Kuhn’s account of science is no longer widely accepted among philosophers of science. It faces many problems, a discussion of which is beyond the scope of this paper. Nonetheless, Kuhn deserves credit for recognizing that anomalies amount to more than failed predictions and, most importantly, play central roles in the process of scientific discovery. As any scientist recognizes, failed predictions are not surprising. They happen frequently and are typically explained in terms of a lack of pertinent controls (lab experiments) or poorly understood conditions causally influencing the phenomenon being observed (field studies, which include astronomy and planetary science). While a failed prediction may eventually be recognized as anomalous, many anomalies do not represent failed predictions. Anomalies are surprising because they fall outside the scope of expectations (articulated in prediction and explanation) induced by widely accepted theoretical frameworks (see [52]). The following illustration from the history of astronomy highlights this important point.

3.1. A Case Study: The Discovery of Uranus the Planet

Until 1781, some of the best astronomers in Europe (including Britain’s first Astronomer Royal, John Flamsteed, and French astronomer Pierre Lemonnier) had cataloged the celestial object occupying a location that we now know is occupied by the planet Uranus as a star; see Evans [53] for more historical detail.
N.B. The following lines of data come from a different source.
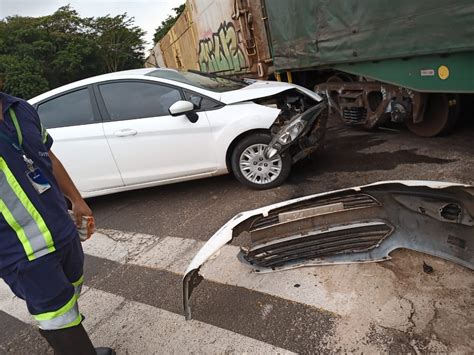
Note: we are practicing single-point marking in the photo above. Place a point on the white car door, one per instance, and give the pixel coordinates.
(72, 120)
(148, 144)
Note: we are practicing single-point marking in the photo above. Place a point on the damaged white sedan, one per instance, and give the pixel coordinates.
(354, 225)
(148, 127)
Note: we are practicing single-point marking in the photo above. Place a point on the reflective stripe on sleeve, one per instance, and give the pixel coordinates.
(65, 317)
(22, 216)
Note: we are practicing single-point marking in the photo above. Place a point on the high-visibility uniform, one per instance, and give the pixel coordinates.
(41, 257)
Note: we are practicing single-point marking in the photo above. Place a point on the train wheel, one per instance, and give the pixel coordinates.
(440, 116)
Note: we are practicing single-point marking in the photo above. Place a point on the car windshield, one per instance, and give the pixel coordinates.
(201, 80)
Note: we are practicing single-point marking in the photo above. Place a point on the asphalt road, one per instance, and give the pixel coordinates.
(134, 268)
(350, 157)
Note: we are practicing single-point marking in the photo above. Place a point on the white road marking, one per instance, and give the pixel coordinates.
(393, 295)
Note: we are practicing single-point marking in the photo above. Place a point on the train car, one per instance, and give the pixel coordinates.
(376, 60)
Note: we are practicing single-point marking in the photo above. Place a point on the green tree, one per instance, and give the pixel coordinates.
(37, 54)
(166, 25)
(120, 42)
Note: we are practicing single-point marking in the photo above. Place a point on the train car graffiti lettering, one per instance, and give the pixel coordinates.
(221, 52)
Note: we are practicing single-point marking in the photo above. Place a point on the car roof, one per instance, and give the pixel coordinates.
(132, 74)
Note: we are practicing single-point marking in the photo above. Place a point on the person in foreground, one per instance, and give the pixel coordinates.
(41, 257)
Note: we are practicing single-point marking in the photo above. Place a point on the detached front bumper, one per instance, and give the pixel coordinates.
(354, 225)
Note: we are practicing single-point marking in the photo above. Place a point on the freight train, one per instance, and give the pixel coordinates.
(377, 61)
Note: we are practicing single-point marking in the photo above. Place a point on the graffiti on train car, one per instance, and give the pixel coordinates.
(221, 51)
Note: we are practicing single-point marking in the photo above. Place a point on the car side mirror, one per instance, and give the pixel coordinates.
(184, 108)
(180, 108)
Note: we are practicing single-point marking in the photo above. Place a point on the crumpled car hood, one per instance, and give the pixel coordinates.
(261, 89)
(359, 224)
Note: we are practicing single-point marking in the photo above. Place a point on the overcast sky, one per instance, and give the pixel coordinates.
(148, 14)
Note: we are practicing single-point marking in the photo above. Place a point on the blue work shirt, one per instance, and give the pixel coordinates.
(20, 203)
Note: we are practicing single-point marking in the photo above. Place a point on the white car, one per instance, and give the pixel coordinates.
(148, 127)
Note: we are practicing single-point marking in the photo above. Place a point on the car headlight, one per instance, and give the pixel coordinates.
(289, 133)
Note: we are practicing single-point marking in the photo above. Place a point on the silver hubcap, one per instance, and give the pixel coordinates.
(258, 169)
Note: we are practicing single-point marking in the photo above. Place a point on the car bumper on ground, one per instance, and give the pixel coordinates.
(354, 225)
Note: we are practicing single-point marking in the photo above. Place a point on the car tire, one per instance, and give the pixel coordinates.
(247, 158)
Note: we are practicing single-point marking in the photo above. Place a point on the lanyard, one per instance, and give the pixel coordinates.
(18, 146)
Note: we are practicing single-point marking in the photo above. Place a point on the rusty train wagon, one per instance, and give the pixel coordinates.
(377, 61)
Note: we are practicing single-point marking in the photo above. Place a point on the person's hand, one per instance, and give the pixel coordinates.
(80, 210)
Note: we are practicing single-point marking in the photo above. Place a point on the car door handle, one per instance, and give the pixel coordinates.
(125, 133)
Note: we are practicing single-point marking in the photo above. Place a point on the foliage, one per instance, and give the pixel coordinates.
(38, 54)
(166, 25)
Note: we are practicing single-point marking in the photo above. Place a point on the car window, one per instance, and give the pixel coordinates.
(72, 109)
(201, 80)
(200, 102)
(128, 100)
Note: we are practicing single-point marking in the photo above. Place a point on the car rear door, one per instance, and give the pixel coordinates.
(148, 144)
(73, 121)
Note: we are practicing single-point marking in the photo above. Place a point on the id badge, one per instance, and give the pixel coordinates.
(37, 179)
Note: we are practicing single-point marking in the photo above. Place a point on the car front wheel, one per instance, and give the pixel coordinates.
(253, 169)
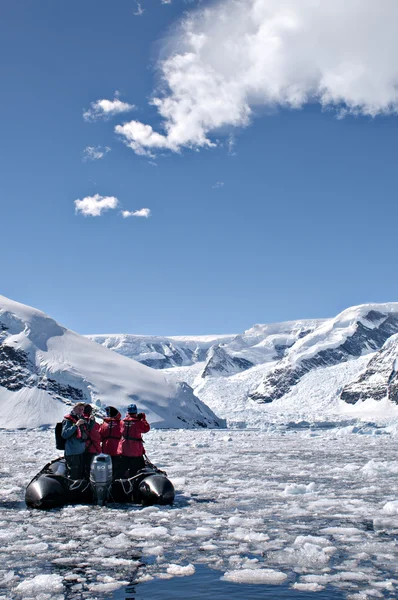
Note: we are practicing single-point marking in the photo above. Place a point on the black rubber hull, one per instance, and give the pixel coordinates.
(51, 488)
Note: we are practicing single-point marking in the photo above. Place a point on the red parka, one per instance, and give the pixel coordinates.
(131, 429)
(110, 434)
(93, 444)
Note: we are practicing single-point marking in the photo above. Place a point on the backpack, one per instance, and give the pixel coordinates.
(59, 440)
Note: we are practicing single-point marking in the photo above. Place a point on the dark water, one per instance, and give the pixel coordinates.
(206, 584)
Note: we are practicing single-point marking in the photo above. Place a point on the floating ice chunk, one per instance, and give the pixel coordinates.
(308, 587)
(119, 541)
(247, 535)
(41, 583)
(179, 571)
(375, 469)
(312, 539)
(355, 576)
(107, 587)
(342, 531)
(148, 532)
(307, 555)
(295, 489)
(379, 524)
(391, 508)
(268, 576)
(178, 481)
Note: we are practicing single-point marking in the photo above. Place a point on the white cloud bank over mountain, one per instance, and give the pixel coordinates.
(142, 212)
(237, 55)
(94, 206)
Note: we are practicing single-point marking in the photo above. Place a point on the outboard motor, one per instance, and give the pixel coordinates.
(155, 489)
(101, 478)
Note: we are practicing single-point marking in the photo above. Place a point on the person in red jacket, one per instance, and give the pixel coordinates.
(110, 434)
(93, 442)
(131, 449)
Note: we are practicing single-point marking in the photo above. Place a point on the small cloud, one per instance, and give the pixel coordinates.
(143, 212)
(140, 11)
(231, 143)
(94, 206)
(103, 109)
(94, 152)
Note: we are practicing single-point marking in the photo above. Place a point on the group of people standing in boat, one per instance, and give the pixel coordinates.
(120, 438)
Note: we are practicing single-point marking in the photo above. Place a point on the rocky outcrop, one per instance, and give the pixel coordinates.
(380, 378)
(364, 334)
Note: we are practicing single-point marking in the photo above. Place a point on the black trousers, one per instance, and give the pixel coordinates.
(127, 466)
(88, 459)
(76, 465)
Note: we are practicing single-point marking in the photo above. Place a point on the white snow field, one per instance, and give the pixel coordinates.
(45, 366)
(310, 507)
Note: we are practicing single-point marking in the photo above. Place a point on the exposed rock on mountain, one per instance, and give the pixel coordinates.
(44, 367)
(380, 378)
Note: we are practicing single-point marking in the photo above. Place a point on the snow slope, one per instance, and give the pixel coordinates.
(357, 331)
(276, 371)
(44, 366)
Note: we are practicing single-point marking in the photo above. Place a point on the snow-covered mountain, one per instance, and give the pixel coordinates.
(379, 380)
(355, 332)
(161, 352)
(219, 355)
(44, 366)
(286, 367)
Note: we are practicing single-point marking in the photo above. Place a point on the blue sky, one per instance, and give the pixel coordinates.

Using a new, more powerful, telescope of his own devising, William Herschel noticed that the object was anomalous for a star: it was disk shaped and moved among (as opposed to with) the stars. Herschel announced his discovery, musing that it was probably a comet, while noting that it lacked a cometary gaseous tail. Astronomers throughout Europe trained the same telescopes with which they had previously reported observing a star and announced that Herschel was correct: the object was anomalous for a star. The point is their “inferior” telescopes did not prevent them from recognizing earlier that Uranus lacked the diagnostic characteristics of a star. Why, then, did they report a star in this location? The most likely explanation is that they believed the then widely accepted principle that there are no planets beyond Saturn’s orbit.
This case illustrates two important points about anomalies and their role in scientific discovery. First, the discovery that Uranus is not a star did not result from a failed prediction nor did it contradict fundamental theory. In hindsight, one could reconstruct Herschel’s discovery as a failed prediction, based on the then diagnostic characteristics of a star, but this is not how it happened. Herschel was not testing the conjecture that Uranus is a star. While scanning the night sky with a new telescope, he literally stumbled onto an object that he could not explain within the then dominant scientific framework for understanding celestial phenomena: it lacked the diagnostic characteristics of a star, and moreover its correct interpretation challenged a widely accepted principle (accepted by Herschel) that there are no planets beyond Saturn. Significantly, the object was not anomalous vis-á-vis fundamental theory, namely, Newton’s theory of universal gravitation.
Second, ancillary principles can thwart the recognition of anomalies just as effectively as fundamental principles. Kuhn [51], who focused his account on major theory change (scientific revolutions), attributes the principle that there are no planets beyond Saturn to lingering influences of the Ptolemaic, Earth-centered model of the universe, which seems implausible since the Copernican model was widely accepted by this time. Moreover, Herschel, like most astronomers in the late eighteenth century, was a Copernican. Yet, he did not take the conjecture that Uranus is a planet as seriously as the conjecture that it is a comet, despite noting the lack of a gaseous tail. This suggests that the assumption that there are no planets beyond Saturn was an ancillary, as opposed to fundamental, principle about the cosmos.
After Anders Lexell computed the orbit of Uranus, around 6 months later, and announced that it was planetary (vs. cometary), astronomers throughout Europe, using the same telescopes with which they had originally identified Uranus as a star, began discovering other objects having planetary orbits. These “planetoids” (large asteroids) were visible through their “inferior” telescopes but were previously unrecognized for what they represent because, until the discovery of Uranus the planet, astronomers were not expecting to find additional objects having planetary orbits.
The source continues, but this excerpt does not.